Rights of data subjects
Banks are generally proactive in refunding any amounts stolen to customers who have been genuine victims of fraud. However, if a customer is not able to resolve their issue with the bank, they have the right to complain to the Financial Ombudsman Service, which will reach a decision on the basis of what it regards as ‘fair and reasonable’. Customers also have the right under the Data Protection Act 1998 (DPA 1998) to claim compensation where they suffer damage or distress as a result of a breach of DPA 1998.
What are the potential consequences of this incident for Tesco Bank?
The reputational damage caused by a data breach can be significant. The damage to customer trust and business performance in the long run is very much down to how the organisation handles the breach. Having a robust response plan in place and ‘war gaming’ to test the plan are key to ensuring that the business can respond quickly and in a way that minimises the damage both to customers and the business.
The Information Commissioner and enforcementMonetary penalty notices—database
The ICO and FCA have a memorandum of understanding governing cases where an FCA-regulated entity suffers an incident affecting personal data. Both regulators have the power to issue monetary penalties/fines. The ICO currently has the power to issue monetary penalties of up to £500,000 for serious data protection breaches that are likely to cause substantial distress. Once the GDPR applies, the ICO will have the power to issue fines of up to the greater of €20m or 4% of global turnover. There is no limit on the amount of fines the FCA can impose. In the past, the FCA has taken the lead on issuing fines to financial services businesses that have breached the FCA rules and DPA 1998. The ICO also has the power to issue enforcement notices that require organisations to change the way they operate, for example, to implement further security measures to prevent further breaches from occurring. Often the cost of complying with these notices is higher than the fine that is issued.
Are there any gaps in financial services regulation regarding cyber-attacks? If so, how could the law be improved in this area?
The FCA Handbook already contains wide requirements in relation to the systems and controls that a regulated firm must have in place. In particular, a firm must have effective processes to identify, manage, monitor and report risks and internal control mechanisms. Therefore, the FCA has considerable discretion to interpret any cyber-security failings as indicative of wider failings in systems and controls. The FCA has a range of enforcement options including public censure, the power to issue unlimited fines and, perhaps most significantly, the ability to restrict or revoke a firm’s authorisation if it regards the firm’s conduct to be particularly serious.

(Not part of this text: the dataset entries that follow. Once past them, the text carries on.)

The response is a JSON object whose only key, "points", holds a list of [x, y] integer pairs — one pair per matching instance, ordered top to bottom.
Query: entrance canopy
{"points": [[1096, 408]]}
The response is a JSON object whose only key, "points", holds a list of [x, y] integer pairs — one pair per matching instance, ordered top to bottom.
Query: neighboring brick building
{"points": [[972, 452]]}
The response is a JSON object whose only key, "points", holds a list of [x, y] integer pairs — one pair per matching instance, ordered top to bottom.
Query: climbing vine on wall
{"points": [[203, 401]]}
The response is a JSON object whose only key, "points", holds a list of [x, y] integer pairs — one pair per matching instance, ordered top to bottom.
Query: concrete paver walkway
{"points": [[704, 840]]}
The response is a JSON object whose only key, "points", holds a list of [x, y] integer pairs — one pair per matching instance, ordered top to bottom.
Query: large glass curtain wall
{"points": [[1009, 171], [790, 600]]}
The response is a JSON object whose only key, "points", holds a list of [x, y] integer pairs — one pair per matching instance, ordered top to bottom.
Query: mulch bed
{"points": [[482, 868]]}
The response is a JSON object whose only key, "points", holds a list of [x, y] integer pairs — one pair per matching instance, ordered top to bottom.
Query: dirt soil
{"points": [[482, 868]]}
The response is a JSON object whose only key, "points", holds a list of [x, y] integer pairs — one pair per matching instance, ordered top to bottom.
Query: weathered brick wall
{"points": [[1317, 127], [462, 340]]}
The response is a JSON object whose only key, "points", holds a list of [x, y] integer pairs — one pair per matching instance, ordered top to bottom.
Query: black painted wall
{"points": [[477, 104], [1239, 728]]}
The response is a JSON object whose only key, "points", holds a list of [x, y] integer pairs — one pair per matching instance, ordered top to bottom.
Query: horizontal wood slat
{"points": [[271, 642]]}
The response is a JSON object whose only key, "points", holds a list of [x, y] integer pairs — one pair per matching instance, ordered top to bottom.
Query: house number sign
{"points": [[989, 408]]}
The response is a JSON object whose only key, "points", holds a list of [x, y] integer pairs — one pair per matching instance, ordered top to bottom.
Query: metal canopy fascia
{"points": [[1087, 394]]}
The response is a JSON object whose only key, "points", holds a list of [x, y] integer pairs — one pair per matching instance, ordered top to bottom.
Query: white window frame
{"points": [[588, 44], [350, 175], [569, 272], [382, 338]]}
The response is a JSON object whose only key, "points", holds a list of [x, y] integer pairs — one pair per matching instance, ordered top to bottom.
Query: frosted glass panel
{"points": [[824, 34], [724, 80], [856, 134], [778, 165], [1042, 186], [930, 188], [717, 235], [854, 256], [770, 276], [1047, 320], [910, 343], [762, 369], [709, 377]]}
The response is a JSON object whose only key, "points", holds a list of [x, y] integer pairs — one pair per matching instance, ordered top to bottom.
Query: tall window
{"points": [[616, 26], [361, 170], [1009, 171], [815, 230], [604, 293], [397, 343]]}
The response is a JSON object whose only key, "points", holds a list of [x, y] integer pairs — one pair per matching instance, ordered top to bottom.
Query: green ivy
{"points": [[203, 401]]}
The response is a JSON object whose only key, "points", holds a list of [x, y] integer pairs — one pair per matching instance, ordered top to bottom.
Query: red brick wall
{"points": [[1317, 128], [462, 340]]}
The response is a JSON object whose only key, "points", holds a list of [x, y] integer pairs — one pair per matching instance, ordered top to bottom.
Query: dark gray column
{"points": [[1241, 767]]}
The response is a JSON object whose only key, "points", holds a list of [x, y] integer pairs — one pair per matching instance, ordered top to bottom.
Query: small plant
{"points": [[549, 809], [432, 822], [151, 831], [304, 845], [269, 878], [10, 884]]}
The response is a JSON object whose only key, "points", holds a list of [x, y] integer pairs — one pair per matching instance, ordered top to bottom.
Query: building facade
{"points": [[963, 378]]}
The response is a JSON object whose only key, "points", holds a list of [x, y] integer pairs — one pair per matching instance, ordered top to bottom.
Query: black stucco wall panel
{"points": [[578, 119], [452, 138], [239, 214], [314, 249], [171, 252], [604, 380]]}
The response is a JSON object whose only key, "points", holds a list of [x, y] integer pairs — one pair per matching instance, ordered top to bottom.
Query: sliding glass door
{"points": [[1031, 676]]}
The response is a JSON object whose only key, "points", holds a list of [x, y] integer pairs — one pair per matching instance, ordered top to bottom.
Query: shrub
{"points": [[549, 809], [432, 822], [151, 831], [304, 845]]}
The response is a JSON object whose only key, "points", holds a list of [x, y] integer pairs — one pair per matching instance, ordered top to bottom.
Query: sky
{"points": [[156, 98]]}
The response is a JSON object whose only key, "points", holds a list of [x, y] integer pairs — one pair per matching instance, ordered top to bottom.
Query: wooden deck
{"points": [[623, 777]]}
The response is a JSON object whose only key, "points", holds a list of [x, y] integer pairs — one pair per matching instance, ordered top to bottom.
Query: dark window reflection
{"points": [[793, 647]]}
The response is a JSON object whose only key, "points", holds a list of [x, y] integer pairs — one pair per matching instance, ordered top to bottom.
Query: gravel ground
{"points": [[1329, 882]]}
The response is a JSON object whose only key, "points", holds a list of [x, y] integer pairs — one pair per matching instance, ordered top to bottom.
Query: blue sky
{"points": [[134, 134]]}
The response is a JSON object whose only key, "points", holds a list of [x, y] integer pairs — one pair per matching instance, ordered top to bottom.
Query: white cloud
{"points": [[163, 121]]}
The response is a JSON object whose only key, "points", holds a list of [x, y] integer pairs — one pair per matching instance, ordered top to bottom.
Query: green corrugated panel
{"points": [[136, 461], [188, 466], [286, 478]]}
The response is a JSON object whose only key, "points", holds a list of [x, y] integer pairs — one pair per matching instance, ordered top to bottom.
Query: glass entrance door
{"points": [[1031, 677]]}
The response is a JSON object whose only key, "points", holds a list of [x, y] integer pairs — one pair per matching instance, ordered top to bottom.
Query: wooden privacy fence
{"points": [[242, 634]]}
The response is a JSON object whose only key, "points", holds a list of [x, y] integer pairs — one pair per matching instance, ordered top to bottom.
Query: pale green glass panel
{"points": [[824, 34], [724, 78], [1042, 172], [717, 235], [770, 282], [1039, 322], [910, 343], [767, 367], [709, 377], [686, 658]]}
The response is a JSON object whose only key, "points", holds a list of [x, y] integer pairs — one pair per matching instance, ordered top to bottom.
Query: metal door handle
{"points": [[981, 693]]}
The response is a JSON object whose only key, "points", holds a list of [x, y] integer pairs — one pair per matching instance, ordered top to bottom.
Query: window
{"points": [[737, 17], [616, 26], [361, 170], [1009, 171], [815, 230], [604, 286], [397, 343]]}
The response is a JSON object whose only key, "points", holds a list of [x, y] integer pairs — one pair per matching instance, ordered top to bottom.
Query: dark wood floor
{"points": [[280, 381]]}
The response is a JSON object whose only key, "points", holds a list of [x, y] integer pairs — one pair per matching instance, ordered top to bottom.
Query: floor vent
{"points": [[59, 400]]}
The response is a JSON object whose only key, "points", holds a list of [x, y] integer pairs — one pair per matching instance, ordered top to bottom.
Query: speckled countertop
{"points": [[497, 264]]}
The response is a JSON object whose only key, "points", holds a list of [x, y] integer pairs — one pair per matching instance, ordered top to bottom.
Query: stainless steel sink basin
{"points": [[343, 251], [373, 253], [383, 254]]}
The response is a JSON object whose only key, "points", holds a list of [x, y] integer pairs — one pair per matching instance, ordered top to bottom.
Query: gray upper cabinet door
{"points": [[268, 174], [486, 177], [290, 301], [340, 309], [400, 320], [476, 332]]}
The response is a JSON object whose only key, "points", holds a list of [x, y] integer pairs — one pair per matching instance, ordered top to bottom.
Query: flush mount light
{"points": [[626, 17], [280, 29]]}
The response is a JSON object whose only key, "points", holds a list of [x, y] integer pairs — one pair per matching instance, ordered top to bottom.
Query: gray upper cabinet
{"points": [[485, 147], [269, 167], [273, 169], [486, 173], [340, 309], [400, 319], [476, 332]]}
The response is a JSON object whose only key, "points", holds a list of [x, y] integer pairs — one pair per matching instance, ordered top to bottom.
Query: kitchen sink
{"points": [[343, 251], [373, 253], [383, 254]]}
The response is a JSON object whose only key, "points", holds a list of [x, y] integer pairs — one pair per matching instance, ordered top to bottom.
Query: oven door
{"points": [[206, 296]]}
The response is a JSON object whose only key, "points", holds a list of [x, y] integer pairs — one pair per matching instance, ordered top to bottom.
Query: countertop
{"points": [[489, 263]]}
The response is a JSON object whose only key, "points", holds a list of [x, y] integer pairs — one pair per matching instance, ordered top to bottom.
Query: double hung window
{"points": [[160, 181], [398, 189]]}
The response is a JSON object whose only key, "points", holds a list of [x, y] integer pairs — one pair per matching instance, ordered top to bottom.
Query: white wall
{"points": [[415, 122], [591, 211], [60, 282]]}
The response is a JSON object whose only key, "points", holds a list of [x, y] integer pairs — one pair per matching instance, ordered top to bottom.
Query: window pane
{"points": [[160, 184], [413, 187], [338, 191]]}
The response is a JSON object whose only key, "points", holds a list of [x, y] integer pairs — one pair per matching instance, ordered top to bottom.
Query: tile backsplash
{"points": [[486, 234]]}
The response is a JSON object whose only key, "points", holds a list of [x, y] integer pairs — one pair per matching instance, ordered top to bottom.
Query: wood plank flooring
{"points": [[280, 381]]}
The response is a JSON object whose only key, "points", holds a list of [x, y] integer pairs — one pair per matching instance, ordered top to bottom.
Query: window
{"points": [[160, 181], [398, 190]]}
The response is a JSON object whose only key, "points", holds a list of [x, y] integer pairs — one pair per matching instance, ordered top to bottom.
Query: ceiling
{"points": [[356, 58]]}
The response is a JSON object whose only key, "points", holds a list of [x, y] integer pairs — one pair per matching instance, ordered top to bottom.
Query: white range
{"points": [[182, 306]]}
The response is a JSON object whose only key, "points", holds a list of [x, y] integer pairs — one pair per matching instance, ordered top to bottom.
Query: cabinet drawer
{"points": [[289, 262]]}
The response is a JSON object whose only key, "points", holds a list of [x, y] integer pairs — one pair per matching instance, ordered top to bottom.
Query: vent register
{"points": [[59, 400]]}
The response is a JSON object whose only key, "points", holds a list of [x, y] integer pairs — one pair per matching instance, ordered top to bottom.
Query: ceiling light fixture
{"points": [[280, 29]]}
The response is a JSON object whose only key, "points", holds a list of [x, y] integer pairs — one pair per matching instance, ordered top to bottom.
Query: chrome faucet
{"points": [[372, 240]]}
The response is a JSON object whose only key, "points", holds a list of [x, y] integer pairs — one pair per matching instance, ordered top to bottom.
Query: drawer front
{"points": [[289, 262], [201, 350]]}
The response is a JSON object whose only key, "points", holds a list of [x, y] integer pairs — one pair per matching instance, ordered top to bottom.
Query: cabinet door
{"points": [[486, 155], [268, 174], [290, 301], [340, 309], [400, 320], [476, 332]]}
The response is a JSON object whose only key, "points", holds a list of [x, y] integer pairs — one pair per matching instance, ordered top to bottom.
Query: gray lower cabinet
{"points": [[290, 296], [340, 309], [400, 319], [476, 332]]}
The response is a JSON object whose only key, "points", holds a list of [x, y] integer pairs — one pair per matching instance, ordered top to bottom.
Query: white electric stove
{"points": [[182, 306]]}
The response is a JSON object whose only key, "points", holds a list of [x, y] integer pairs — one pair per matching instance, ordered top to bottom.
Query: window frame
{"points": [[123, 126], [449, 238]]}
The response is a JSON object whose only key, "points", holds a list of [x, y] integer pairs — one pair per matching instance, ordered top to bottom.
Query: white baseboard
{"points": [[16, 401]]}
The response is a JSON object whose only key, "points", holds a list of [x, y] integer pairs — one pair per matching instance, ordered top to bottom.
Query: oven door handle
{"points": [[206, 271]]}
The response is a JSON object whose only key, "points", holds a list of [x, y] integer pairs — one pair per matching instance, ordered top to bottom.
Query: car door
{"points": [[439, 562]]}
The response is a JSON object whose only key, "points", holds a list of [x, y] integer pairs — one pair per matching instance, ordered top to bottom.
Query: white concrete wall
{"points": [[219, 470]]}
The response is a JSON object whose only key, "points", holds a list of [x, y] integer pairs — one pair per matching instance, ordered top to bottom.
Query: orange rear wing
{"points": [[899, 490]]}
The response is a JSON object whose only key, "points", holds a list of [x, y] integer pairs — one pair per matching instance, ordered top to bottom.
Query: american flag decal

Firms are required to scrutinise carefully any third party to which they wish to outsource the performance of any important function such as cyber-security. Further, in undertaking such outsourcing, firms need to do all they can to avoid impairing either the quality of their internal control or the ability of regulators to monitor the third party’s compliance.
Further, banks are subject to the senior manager’s regime, under which responsibility for important functions must be allocated to a designated senior manager. Therefore, the FCA will expect to see clear ownership of cybersecurity at a senior level and will not be satisfied if responsibility for such matters is delegated to someone at a more junior level. If a senior manager’s conduct were to fall below the required standard, they would be at risk of criminal sanctions.
Any further thoughts which lawyers advising in this area can take away?
The risk of cyber-attack is more significant than ever. Preparation is key to being able to limit the impact of a breach. This means knowing what data the business has and where it is stored, having appropriate security measures in place to reduce the risk of a breach occurring and implementing a data breach and incident response plan, which is regularly tested to ensure its effectiveness.